Yükleniyor...

Devletin gözü sigortacılıkta…

Sigorta ile ilgili haberler yapmaya başladığım 2005 yılında sektörü tanımaya başladıkça, hayat branşında faaliyet gösteren şirketlerin Bireysel Emeklilik adı altında bir alanda yatırımları da hızlandırdığını görmüştüm. Başlarda sigorta şirketlerinin bir alt departmanı gibi görülen bu alanda henüz ne-nedir bilinmezken, faaliyet gösteren şirketlerimizden birinin genel müdürünün konuşmasındaki tahminlerin gelinen durumda gerçekleştiğini görünce; söz konusu genel müdürün kulaklarını her fırsatta çınlatıyorum. 2005 yılında henüz emekleme döneminde olan sektörün yakın bir gelecekte devletin dikkatini çekeceğini öngören genel müdür, “BES’teki fon büyüklüğü çift haneli milyarlara ulaştığında artık bizi kimse tutamaz. O zaman devlet yönetimi bizi dikkate alır” demişti. Yıl 2017’nin sonları ve gönüllü BES’teki fon büyüklüğü 65 milyar liraya dayanırken, 2017 yılı başında başlayan ve yeni yılda güncellenmesi beklenen otomatik BES’te ise 1.3 milyar liralık fon büyüklüğü aşıldı. Bu rakamlar yeterli görünmüyor gibi dursa da ciddi bir büyüklüğü gösteriyor.

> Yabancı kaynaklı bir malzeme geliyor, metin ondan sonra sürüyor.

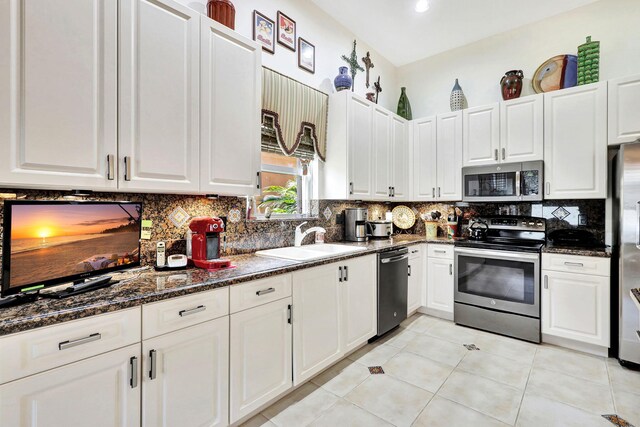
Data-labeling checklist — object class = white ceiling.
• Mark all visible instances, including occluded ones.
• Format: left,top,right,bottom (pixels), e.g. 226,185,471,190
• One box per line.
312,0,597,66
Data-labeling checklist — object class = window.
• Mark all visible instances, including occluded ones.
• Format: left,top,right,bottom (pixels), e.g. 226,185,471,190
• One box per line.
256,120,317,219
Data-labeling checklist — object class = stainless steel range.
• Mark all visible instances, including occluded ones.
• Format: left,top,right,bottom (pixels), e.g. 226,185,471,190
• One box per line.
454,216,546,342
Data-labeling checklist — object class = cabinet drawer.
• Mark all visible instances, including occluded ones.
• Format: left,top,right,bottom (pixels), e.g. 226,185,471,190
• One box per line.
142,287,229,340
0,307,140,384
427,244,453,259
409,245,425,259
542,254,611,276
229,274,291,313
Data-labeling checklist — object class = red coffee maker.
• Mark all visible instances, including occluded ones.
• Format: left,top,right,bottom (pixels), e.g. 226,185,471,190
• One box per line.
189,216,231,270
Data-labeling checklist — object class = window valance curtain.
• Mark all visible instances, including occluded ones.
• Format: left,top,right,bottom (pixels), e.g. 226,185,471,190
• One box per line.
262,67,329,161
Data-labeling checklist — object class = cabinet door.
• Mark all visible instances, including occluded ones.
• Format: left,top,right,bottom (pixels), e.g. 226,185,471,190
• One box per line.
609,75,640,145
0,0,118,190
229,298,293,423
541,270,610,347
118,0,200,193
436,111,462,201
371,106,392,200
341,255,378,352
391,116,411,201
544,82,607,199
412,116,437,201
407,246,425,314
0,344,140,427
500,94,544,163
142,316,229,427
200,16,262,196
293,264,343,386
427,258,454,313
462,103,501,166
347,97,373,200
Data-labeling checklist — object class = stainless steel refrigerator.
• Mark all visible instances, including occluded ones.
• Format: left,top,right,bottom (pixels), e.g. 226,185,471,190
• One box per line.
611,142,640,364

Türk sigorta tarihine bakarsak, söz konusu sektör ne yazık ki gelişmiş ekonomilerin aksine ülkemizde daima bankacılığın ardında kalmış, hem devlet yönetimi hem de vatandaşlar tarafından istenen yakınlığı görememiştir. Son yıllarda ise bu durum değişmeye başladı dersek yanılmayız herhalde. Yazımın başında da anlattığım gibi başarılı bir trend izleyen bireysel emeklilik sisteminin geldiği büyüklük, DASK ve Tarsim gibi havuzların başarılı uygulamaları, sigortacılığı yavaş yavaş vatandaşlara sevdirmeye başladı. En önemlisi ise sektör devlet yönetiminin dikkatini çekmeyi başardı.  Burada en önemli çaba ve mesaiyi Türkiye Sigorta Birliği harcıyor. Birlik yönetiminin bu çabalarını takdir etmek gerekiyor.  Bu sayede sigorta sektörünün toplantılarında artık bakanları görebiliyoruz.

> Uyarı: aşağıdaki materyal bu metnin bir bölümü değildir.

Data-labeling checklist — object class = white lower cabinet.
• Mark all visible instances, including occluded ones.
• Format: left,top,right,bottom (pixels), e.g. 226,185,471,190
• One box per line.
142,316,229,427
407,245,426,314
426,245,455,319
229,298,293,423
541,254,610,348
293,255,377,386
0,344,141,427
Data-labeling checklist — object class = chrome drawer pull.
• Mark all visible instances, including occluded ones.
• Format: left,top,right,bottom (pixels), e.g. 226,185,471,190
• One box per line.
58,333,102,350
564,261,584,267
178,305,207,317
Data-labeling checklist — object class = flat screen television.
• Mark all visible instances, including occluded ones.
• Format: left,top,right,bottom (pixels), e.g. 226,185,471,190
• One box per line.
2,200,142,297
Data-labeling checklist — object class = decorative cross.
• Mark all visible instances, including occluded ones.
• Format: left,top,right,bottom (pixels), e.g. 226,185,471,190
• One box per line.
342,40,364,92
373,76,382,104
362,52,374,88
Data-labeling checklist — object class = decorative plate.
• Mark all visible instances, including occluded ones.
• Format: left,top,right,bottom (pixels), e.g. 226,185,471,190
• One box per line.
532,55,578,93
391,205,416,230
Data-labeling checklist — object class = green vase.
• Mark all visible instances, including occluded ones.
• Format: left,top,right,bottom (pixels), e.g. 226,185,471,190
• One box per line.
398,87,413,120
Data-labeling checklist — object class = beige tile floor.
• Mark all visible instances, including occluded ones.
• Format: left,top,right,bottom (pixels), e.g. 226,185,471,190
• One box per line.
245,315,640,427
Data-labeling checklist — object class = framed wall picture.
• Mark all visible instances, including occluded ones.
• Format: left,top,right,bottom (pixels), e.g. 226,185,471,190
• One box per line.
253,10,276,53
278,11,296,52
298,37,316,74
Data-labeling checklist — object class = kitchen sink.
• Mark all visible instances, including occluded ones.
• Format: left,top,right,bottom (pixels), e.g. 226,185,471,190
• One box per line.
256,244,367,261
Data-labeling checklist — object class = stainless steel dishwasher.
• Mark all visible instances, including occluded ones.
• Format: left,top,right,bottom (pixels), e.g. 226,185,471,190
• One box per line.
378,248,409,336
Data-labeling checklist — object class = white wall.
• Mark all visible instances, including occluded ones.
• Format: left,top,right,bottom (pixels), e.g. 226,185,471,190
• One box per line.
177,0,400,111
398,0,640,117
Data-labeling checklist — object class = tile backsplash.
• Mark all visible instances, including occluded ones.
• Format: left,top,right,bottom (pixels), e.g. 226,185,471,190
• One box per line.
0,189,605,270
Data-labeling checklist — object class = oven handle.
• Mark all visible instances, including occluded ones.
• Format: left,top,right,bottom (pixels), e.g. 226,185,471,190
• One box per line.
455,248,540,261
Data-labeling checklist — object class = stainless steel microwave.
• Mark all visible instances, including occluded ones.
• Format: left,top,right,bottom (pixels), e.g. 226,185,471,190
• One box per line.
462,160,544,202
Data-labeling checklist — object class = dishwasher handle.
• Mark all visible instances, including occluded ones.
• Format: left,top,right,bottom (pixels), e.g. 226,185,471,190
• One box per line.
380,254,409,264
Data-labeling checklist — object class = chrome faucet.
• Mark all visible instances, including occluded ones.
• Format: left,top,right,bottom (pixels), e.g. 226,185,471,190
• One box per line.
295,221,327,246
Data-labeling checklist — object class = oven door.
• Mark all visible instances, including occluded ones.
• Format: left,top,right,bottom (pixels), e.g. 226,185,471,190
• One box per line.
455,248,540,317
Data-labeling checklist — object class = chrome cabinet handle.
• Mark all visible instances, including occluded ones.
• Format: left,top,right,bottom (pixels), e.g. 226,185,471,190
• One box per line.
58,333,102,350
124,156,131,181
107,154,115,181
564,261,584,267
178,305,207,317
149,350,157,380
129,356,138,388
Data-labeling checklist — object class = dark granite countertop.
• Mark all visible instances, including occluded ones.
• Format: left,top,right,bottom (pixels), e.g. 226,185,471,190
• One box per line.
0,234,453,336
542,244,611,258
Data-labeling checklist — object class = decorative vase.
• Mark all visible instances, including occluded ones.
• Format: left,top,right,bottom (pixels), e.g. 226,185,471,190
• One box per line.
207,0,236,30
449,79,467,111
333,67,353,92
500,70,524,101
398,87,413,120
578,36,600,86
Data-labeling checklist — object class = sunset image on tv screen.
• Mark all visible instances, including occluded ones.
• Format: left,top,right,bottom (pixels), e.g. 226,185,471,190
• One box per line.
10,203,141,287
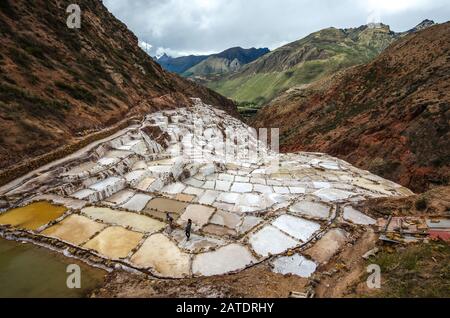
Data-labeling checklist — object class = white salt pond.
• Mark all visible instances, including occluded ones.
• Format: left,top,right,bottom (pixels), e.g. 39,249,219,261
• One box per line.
0,99,412,278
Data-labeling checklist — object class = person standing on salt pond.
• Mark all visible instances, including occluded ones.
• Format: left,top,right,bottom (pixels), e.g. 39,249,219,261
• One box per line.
185,219,192,241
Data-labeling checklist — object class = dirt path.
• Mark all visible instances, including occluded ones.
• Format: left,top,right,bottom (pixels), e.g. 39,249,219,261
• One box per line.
91,264,308,298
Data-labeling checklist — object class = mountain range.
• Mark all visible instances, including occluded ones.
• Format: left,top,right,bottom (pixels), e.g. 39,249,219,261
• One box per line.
208,20,434,110
0,0,237,176
252,23,450,192
157,47,269,81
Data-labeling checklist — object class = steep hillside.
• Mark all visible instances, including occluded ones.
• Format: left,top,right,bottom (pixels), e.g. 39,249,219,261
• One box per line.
0,0,236,174
254,23,450,192
208,21,432,108
183,47,269,80
156,54,209,75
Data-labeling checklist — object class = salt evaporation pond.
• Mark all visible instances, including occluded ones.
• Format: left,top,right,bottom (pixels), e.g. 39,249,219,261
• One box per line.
0,239,107,298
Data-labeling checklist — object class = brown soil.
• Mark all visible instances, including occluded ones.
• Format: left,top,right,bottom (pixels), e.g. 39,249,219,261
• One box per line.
91,264,307,298
0,0,237,179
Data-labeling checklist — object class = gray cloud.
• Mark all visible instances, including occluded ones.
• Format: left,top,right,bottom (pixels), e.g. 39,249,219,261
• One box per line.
103,0,450,56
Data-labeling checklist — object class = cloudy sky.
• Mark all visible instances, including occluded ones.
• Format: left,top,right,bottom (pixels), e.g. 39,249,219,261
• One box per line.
103,0,450,56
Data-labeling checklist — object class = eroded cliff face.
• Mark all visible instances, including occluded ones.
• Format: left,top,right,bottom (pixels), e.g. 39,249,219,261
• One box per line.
253,23,450,192
0,0,236,170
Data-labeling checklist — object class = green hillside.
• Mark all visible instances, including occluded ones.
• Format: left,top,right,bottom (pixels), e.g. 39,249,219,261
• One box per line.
208,25,399,107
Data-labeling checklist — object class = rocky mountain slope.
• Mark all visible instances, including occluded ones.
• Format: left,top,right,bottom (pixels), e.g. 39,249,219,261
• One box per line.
157,47,269,83
184,47,269,79
208,21,432,108
156,54,209,75
254,23,450,192
0,0,236,174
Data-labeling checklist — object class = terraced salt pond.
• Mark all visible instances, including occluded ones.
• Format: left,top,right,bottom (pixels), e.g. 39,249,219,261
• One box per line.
0,202,67,230
0,100,412,278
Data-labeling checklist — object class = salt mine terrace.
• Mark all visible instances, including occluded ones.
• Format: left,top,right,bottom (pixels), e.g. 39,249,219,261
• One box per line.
0,99,412,278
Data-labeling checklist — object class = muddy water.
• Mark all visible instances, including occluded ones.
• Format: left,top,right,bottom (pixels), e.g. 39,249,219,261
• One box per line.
144,198,189,220
0,202,67,230
0,238,107,298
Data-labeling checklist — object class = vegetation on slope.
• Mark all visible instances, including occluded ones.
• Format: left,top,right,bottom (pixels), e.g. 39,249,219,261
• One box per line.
0,0,237,174
254,23,450,192
208,26,399,106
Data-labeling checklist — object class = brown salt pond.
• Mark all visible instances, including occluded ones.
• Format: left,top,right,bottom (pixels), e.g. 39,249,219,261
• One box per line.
0,238,107,298
0,202,67,231
144,198,189,220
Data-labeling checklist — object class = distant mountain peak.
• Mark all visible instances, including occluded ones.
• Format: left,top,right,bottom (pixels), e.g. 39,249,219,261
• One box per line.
408,19,436,32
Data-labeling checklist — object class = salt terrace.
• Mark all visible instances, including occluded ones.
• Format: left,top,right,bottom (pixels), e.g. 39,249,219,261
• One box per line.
0,100,412,278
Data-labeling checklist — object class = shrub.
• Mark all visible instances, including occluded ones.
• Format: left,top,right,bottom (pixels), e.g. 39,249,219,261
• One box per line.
415,197,428,211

Evet, ekonomi rakamların toplamından oluşan ve devletlerin olmazsa olmazı bir alandır. Ekonomisi kötü olan devletlerin sosyal yaşantıları da sekteye uğrar. Sigortacılık ise olası risklere güvence veren ekonominin sağlıklı yürüyebilmesi için olmazsa olmazdır. Fakat sektörün geç de olsa devlet yönetiminin dikkatini çekmesindeki en büyük etkenin, ulaşılan rakamsal büyüklükler olduğunu belirtmemiz gerekiyor. Sigortacılık önemli bir havuz, burada toplanan fon da devletler için önemli bir gösterge. Hazine Müsteşarlığı Sigorta Denetleme Kurulu’nun 2016 yılına dair sigortacılık ve bireysel emeklilik faaliyetlerine ilişkin raporunda verdiği bilgiye göre, sigortacılık sektöründe geçen yıl toplam 40.5 milyar lira prim üretimi gerçekleşirken, toplam 72 milyon poliçe tanzim edilirken karşılığında sigorta ettirenlere 90 trilyon lira teminat verildi. 90 trilyona dayanan tutar gayri safi yurt içi hasılanın (GSYH) 35 katına denk geliyor. Bu rakamlar çok önemli. Bu nedenle de bankacılık ülkemiz için ne kadar önemliyse, sigortacılık da bir o kadar önemli. Birbirinden ayrı tutulmadan, sigorta ve sigortacılık kavramına daha yakın davranarak ülkemizdeki sigortalılık oranını nasıl gelişmiş ülkeler seviyesine çıkarırız, buna kafa yormalıyız.